Oszustwo rosyjskiej telewizji - pokazali ofiary ze Słowiańska. Nagrania mają prawie dwa lata.
Państwowa telewizja Rosija-1 wyemitowała w piątek materiał, w którym na ekranie pojawiło się ciało Rosjanina zabitego w Słowiańsku przez ukraińskie siły zbrojne. Problem w tym, że zaprezentowane zdjęcia pochodzą sprzed 18 miesięcy i widać na nich nie Ukrainę, a efekty rosyjskiej operacji antyterrorystycznej na Północnym Kaukazie.
W telewizyjnym materiale, traktującym o walkach ukraińskich sił rządowych z prorosyjskimi separatystami z samozwańczej Republiki Donieckiej, zaprezentowano ciało rzekomej ofiary tych starć. "Każdego dnia giną pokojowo nastawieni cywile" - komentował sprawozdający. Zwłoki zabitego cywila leżą obok pistoletu, co jak zauważa głos z offu jest "wysłaniem sygnału, że wróg został zabity" (materiał prezentowany w pierwszym filmie od 3:20).

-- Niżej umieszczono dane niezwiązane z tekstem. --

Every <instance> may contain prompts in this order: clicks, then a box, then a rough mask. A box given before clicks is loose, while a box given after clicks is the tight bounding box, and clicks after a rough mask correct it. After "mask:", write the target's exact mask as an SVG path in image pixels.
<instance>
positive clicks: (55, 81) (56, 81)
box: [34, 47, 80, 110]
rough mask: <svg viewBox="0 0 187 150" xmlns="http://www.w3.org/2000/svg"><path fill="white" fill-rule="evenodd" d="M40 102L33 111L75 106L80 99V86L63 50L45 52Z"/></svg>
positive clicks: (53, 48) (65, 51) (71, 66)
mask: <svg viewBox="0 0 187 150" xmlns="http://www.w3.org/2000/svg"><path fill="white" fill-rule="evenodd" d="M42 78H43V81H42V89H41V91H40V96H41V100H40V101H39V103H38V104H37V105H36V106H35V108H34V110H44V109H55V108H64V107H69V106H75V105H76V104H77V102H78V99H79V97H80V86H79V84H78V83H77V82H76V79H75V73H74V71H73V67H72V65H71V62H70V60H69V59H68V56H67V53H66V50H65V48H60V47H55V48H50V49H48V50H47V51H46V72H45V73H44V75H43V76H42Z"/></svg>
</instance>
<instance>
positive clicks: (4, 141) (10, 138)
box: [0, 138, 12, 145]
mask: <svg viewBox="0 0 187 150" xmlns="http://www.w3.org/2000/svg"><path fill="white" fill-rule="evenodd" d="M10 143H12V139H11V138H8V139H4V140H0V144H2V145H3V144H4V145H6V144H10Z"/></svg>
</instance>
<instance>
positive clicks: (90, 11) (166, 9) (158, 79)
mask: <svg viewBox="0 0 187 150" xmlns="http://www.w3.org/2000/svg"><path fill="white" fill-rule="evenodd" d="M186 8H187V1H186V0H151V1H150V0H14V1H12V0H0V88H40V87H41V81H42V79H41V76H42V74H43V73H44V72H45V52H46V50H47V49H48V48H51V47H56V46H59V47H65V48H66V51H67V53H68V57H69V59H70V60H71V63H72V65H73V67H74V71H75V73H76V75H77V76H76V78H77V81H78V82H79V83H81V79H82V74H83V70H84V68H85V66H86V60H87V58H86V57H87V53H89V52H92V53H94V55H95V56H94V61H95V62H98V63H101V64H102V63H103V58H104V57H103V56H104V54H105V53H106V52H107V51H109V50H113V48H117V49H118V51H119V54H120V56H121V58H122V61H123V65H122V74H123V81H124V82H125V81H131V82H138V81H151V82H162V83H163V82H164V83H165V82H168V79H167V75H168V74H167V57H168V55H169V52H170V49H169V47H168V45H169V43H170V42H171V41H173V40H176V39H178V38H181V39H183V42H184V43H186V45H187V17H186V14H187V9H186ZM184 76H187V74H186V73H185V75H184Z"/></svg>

Jednak prezentowane efekty walki w okolicach Słowiańska okazały się mistyfikacją. Materiał wideo faktycznie dokumentował operację antyterrorystyczną w kaukaskiej Kabardyno-Bałkarii. Jak zauważył internetowy serwis magazynu "Business Insider", w listopadzie 2011 roku siostrzany kanał, Rosija-24, już raz opublikował identyczne nagranie, jednak wówczas miejscem zdarzenia nie była Ukraina.